问题
Is it possible for a page opened with window.open
to allow itself to be examined by a cross-origin opener? (This is for use in internal applications, so security is not a significant concern.) And if so, how? I've tried replacing all of the CORS and Same-Origin policies I can find and I still get Access Denied
on all properties for a child window.
In particular I am trying to use Internet Explorer 11
Headers
These are all of the headers I've tried so far
Access-Control-Allow-Origin: http://web1.corp.local
Access-Control-Allow-Credentials: true
Access-Control-Expose-Headers: Cache-Control,Content-Language,Content-Type,Expires,Last-Modified,Pragma
Access-Control-Expose-Methods: GET,POST,OPTION,PUT,DELETE,HEAD
X-Content-Security-Policy: default-src *;script-src *
Content-Security-Policy: default-src *;script-src *
X-XSS-Protection: 0
X-Permitted-Cross-Domain-Policies: all
What I'm trying to do...
I want web1.corp.local
to execute some JavaScript on a page on web2.corp.local
. I control both domains; I just some way for web2
to tell the browser its okay for web1
to read and execute things on web2
.
Request on http://web1.corp.local
I'm trying to call javascript functions on the opened window from the opener.

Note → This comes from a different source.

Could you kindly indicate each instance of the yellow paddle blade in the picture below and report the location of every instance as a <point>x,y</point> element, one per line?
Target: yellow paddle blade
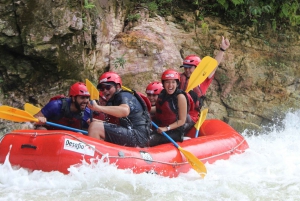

document.domain = "corp.local";
var web2 = window.open('http://web2.corp.local');
web2.document; //Throw "Access Denied"
web2.MyApp; // undefined
Javascript on http://web2.corp.local
document.domain = "corp.local";
var myapp = window.MyApp = {
doWork: function() {
alert('Hello World!');
}
};
Note: I have a solution using an iframe proxy and window.postMessage
but the app hosted on web2
doesn't work correctly from within an iframe.
Update: The issue was the two pages were not using the document.domain
and I missed the exception on the opened window.
回答1:
The issue was the document.domain. The second site was not in the same domain as the first. As soon as I changed the FQDN of web1 and used document.domain = corp.local
the problem was solved.
I missed the exception being thrown by one of the javascript files on document.domain
.
回答2:
Apparently it is indeed broken in IE if it's cross-domain and between windows (not frames).
Have a look at this question: Is cross-origin postMessage broken in IE10?
Especially the answer by brunolau at the bottom looks promising and may be just what you need. There is hope in IE11, but they also mention an update breaking it again. It's strange to be honest, I can't see a security reason to make it not work with the constraints and considerations already worked out for frames.
On the other hand, I know it doesn't answer your question, but you may want to implement communication through the server anyway, which would remove dependence on browser pecularities (but that may be less of a concern for you if you only wanted to support IE 11).